Scalability
Scaling up: Where is the ceiling?
What is our target size, anyway?
Facebook has 4k MySQL, 2k memcached and 15k www/php machines
Google? Many 10k clusters? How big before partitioning for other tasks?
Step back: what is a 'server'?
NUMA architectures somewhat like many smaller machines bundled together
different bandwidths and latencies to various memory / network / misc i/o resources
may want to treat cores/clusters of cores as much like distinct machines as possible (avoid complexity)
but be sure any buddy nodes are not intra-machine for durability
Unclear what optimal RC hardware will be
Fewer big boxes stuffed with memory?
Many small boxes?
Something in-between?
Is it more meaningful to target # of cores, rather than servers?
Increases scalability requirements by 1-2 orders of magnitude right now
e.g., 10k machines could have 100k cores now.
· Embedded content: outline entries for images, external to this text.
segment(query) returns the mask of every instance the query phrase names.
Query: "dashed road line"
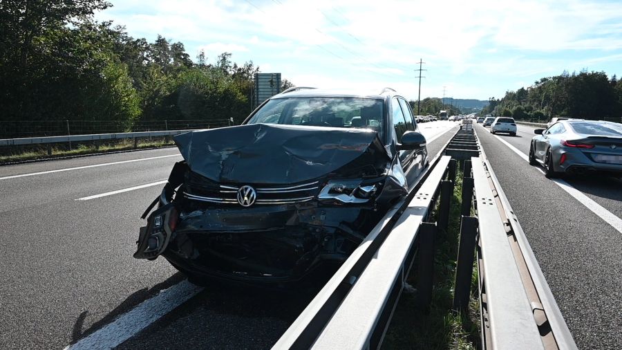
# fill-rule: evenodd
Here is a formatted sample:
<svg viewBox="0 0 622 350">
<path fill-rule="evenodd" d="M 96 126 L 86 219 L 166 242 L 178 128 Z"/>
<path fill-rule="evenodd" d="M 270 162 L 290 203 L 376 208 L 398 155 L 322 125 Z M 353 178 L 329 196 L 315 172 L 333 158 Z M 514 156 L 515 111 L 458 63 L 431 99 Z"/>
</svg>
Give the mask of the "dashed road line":
<svg viewBox="0 0 622 350">
<path fill-rule="evenodd" d="M 169 154 L 168 156 L 159 156 L 157 157 L 149 157 L 149 158 L 141 158 L 140 159 L 131 159 L 130 160 L 122 160 L 120 162 L 112 162 L 112 163 L 104 163 L 102 164 L 93 164 L 92 165 L 84 165 L 82 167 L 67 167 L 64 169 L 57 169 L 56 170 L 48 170 L 46 172 L 32 172 L 28 174 L 21 174 L 19 175 L 10 175 L 9 176 L 2 176 L 0 177 L 0 180 L 8 180 L 9 178 L 22 178 L 26 176 L 34 176 L 35 175 L 44 175 L 45 174 L 52 174 L 55 172 L 69 172 L 70 170 L 79 170 L 80 169 L 88 169 L 91 167 L 105 167 L 106 165 L 114 165 L 116 164 L 124 164 L 126 163 L 133 163 L 133 162 L 142 162 L 144 160 L 151 160 L 153 159 L 160 159 L 162 158 L 168 158 L 168 157 L 179 157 L 181 156 L 179 154 Z"/>
<path fill-rule="evenodd" d="M 112 196 L 113 194 L 127 192 L 129 191 L 133 191 L 134 190 L 140 190 L 141 188 L 145 188 L 145 187 L 151 187 L 151 186 L 155 186 L 156 185 L 162 185 L 162 184 L 167 183 L 167 180 L 164 180 L 164 181 L 160 181 L 151 183 L 146 183 L 144 185 L 140 185 L 138 186 L 124 188 L 122 190 L 117 190 L 116 191 L 111 191 L 109 192 L 101 193 L 100 194 L 93 194 L 93 196 L 88 196 L 86 197 L 77 198 L 77 199 L 75 199 L 75 201 L 88 201 L 90 199 L 95 199 L 96 198 L 105 197 L 106 196 Z"/>
</svg>

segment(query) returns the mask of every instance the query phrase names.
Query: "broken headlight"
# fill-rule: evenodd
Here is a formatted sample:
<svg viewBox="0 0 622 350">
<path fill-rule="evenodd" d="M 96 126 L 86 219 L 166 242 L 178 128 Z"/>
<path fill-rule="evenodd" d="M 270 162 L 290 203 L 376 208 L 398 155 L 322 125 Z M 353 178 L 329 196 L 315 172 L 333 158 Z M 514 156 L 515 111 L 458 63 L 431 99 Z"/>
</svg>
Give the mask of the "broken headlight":
<svg viewBox="0 0 622 350">
<path fill-rule="evenodd" d="M 366 203 L 375 195 L 379 184 L 364 183 L 363 180 L 332 180 L 328 181 L 318 195 L 321 201 Z"/>
<path fill-rule="evenodd" d="M 158 209 L 147 219 L 147 225 L 140 228 L 134 257 L 155 259 L 166 248 L 177 228 L 179 213 L 172 204 Z"/>
</svg>

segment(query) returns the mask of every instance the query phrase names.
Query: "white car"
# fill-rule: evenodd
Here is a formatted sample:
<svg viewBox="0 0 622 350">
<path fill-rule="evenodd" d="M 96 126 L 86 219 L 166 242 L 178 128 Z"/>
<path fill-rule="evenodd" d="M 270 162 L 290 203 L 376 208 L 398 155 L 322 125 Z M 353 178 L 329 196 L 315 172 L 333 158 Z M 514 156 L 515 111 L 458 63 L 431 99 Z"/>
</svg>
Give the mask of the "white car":
<svg viewBox="0 0 622 350">
<path fill-rule="evenodd" d="M 490 125 L 490 132 L 509 133 L 512 136 L 516 136 L 516 122 L 514 118 L 508 117 L 497 117 L 495 121 Z"/>
</svg>

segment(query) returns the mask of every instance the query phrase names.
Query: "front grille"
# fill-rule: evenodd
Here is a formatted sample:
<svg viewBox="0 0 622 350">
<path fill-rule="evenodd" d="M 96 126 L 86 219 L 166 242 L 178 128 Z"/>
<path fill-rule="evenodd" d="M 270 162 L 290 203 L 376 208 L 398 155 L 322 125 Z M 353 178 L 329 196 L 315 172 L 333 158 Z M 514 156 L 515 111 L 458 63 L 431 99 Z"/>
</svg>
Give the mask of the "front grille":
<svg viewBox="0 0 622 350">
<path fill-rule="evenodd" d="M 299 184 L 220 184 L 189 172 L 186 176 L 184 196 L 193 201 L 220 204 L 238 204 L 238 190 L 247 185 L 254 189 L 254 205 L 294 204 L 313 199 L 319 192 L 320 182 Z"/>
</svg>

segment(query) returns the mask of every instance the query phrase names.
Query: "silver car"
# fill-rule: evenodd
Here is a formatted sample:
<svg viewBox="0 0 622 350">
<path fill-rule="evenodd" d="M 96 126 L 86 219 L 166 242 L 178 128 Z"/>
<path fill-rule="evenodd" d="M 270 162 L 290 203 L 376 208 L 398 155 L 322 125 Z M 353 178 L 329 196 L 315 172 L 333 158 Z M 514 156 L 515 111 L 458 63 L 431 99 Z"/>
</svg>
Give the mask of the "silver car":
<svg viewBox="0 0 622 350">
<path fill-rule="evenodd" d="M 568 120 L 534 132 L 529 164 L 542 165 L 548 178 L 594 171 L 622 174 L 622 124 Z"/>
</svg>

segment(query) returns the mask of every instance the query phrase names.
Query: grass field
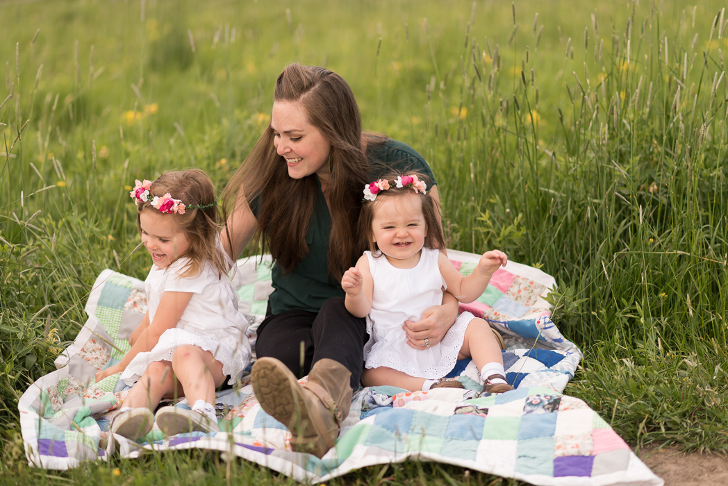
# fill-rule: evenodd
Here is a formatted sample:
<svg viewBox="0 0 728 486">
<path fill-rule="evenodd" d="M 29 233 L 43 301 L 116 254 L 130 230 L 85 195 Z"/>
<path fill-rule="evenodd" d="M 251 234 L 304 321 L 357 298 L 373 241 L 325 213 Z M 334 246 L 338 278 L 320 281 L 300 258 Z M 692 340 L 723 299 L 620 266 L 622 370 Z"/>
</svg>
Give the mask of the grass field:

Perhaps 1e6 to 1e7 cores in 5 years?
Will we need to think bigger than we already are?
Managing instances
Must manage growth automatically
ideally, just plug in more servers and the system automatically remodels itself to handle the additional capacity
at large scale, individual management is impossible => need LOM
at small scale, management probably feasible => assuming additional complexity for small setups is ok
primarily, must automate network autoconfiguration (easy)
what about autoconfiguring location?
system will probably want to know what lives where (which machines share same rack, etc, for availability)
probably can be derived from subnet?
Scale affects:
Network architecture
Distribution/Replication/Reliability
Fundamental algorithms - how well do they scale? Examples:
Dynamo (DHT)
paper doesn't say (probably 1000's, though each app has own Dynamo instance)
DHT's generally scale well and deal well with churn
i.e. popular with P2P apps in general
uses consistent hashing
various schemes tested
focus is on availability and latency guarantees (milliseconds)
BigTable (B+ like tree atop bunch of other distributed services)
paper indicates generally < 500 servers in production
diminishing returns due to GFS large block sizes
interestingly, BigTable can run in all-RAM mode and is not decentralised
What we choose depends largely on data model
e.g. DHT good if we don't want range queries/care about key locality, else a tree may be better
Must have good system visibility/insight
For health/system status/load/etc (managerial)
For development/debugging/performance optimisation/etc (for us. Want an X-Trace/DTrade for RAMCloud, perhaps?)
Scaling Down
The system should scale down as well as up:
Within a large datacenter installation, it should be possible to have small applications whose memory and bandwidth needs can be met by a fraction of a server. These applications should get all of the durability benefits of the full installation, but at a cost proportional to actual server usage.
It should also be possible to deploy RAMCloud outside the datacenter in an installation with only a few servers. The performance and durability of such an installation should scale down smoothly with the number of servers. For example, an installation with only two or three servers should still provide good durability, though it might not provide as good availability in the event of power outage or the loss of a network switch, and recovery time after a crash might be longer.
It should also be possible to scale an existing installation down (preferably by just unplugging nodes, downing VMs, etc)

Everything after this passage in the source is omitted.